Nie otrzymał odpowiedzi. Zapadła pomiędzy nimi cisza. Michael czuł się bezradny. Nie może nic teraz zrobić.  Tylko czekać.

- Nie ważny jest tego powód, ważne są działania, jakie podejmuje - ktoś ściągnął mu opaskę z oczu. - Chce, aby ta gra nie była nudna. Urozmaicam ją, mam coraz to nowsze pomysły.

  Z początku Hayböck nie widział nic. Obraz mu się rozmazywał, oczy bolały. Dopiero po chwili mógł zobaczyć zarys postaci, a później jej wygląd. To był on. Ta sama osoba, którą ścigał. Stał przed nim, trzymając w ręce opaskę i uśmiechając się do niego. Chłopak rozglądnął się. Przywiązany był do krzesła. Ręce miał związane grubym sznurem, podobnie jak nogi, które mu ścierpły.

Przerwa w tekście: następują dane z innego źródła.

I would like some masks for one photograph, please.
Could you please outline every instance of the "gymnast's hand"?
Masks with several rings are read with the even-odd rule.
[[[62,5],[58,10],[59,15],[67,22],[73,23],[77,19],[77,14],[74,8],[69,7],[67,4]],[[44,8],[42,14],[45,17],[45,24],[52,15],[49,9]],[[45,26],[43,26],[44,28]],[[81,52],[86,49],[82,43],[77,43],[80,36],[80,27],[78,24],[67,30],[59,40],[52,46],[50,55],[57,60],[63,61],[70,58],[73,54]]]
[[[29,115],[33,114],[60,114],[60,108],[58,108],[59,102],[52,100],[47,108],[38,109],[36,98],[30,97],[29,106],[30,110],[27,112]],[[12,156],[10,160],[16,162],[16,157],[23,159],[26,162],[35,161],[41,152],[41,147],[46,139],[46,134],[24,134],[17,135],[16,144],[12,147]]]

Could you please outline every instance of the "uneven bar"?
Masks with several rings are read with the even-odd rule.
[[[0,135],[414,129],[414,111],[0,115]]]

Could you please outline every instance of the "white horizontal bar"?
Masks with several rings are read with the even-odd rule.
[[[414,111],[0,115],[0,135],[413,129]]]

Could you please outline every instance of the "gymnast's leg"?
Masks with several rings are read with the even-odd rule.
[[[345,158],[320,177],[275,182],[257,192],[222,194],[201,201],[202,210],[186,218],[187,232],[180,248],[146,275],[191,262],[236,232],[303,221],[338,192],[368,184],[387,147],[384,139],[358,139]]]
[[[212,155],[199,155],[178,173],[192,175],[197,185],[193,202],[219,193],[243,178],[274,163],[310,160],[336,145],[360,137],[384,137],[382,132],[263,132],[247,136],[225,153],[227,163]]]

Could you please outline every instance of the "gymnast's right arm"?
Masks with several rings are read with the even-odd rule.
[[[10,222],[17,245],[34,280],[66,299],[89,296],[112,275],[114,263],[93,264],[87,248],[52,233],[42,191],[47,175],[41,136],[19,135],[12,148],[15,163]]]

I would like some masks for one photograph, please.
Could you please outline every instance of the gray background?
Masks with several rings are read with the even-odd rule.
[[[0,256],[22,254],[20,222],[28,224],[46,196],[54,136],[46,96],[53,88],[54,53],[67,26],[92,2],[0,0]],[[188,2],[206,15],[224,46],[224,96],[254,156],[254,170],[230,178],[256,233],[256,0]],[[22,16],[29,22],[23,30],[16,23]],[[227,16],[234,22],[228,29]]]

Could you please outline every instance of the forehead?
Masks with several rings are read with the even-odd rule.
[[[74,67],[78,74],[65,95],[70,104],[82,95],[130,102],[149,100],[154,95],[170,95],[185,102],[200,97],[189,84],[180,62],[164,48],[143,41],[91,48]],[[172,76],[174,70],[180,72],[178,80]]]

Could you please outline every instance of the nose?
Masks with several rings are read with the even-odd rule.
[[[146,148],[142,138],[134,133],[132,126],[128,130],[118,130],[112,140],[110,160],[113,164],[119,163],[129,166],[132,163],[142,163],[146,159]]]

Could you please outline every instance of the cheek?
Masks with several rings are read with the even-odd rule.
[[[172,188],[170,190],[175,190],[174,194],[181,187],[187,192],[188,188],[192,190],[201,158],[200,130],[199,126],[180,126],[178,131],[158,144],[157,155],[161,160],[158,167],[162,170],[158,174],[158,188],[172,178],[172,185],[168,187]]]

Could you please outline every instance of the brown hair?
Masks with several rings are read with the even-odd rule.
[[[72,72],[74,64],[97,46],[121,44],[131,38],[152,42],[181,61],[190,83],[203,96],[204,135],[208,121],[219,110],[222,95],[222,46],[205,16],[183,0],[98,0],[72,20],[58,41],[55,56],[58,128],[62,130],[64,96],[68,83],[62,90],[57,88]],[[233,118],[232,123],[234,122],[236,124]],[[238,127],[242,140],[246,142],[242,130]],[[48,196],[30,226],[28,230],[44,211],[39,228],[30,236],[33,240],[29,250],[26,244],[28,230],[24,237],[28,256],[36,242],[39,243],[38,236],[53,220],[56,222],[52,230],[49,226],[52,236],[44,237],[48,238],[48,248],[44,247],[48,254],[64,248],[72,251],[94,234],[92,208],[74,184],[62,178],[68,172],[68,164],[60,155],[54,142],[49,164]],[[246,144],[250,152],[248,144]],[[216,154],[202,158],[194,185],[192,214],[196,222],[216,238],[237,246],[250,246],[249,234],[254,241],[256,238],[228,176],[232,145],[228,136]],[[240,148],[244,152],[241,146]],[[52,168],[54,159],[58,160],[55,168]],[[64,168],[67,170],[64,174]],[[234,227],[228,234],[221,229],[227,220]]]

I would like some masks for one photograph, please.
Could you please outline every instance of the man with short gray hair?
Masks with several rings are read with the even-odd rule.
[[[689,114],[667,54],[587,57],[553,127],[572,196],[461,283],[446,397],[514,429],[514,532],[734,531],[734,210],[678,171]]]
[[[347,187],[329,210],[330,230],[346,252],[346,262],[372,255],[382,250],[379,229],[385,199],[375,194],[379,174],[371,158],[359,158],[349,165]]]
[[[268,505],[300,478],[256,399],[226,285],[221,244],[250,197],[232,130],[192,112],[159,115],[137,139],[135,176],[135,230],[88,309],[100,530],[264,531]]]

- Chciałbyś jeszcze coś więcej wiedzieć? - zadał pytanie, spoglądając na Austriaka.

- Co ze mną zrobisz?

- Zobaczymy. Na razie jesteś mi potrzebny. Nie myślę, o tym,  co będzie później.

  Obszedł go i założył ponownie Michaelowi opaskę na oczy. Sfrustrowany chłopak głośno westchnął. On też jest częścią tej chorej gry. Tyle, że czuje, że na razie nie będzie ona go dotyczyć. Pewnie będzie informowany o wszystkich dokonaniach. Nie chce o tym wiedzieć. Jedynie o czym teraz myśli, to o ucieczce. Jak najszybszej ucieczce. Od niej zależy życie przyjaciół, którzy są nie do końca jeszcze świadomi, co ich czeka.

- Dobrze zobaczenia później.

  Poczuł, jak podwija mu do góry rękaw bluzy. Zaczął się szarpać.

- Nie sprzeciwiaj się, to wyjdziesz na lepiej!

  Napastnik uderzył go w policzek. Hayböck zaczął szybciej oddychać, ale uspokoił się. Takim zachowaniem nie pomoże sobie. Musi zachować spokój i zimną krew. Myśląc, że już jest po wszystkim, odetchnął. W tym momencie poczuł, jak coś wbija mu się w rękę. Głęboko. Była to zapewnie igła. Po chwili mężczyzna wyciągnął ją z ręki Austriaka. Michael zaczął się zastanawiać, co to może być, co on knuje, jednak poczuł znużenie. Powieki stały się cięższe, głowa zaczęła mu pulsować. ,,To przez niego", pomyślał, następnie usnął.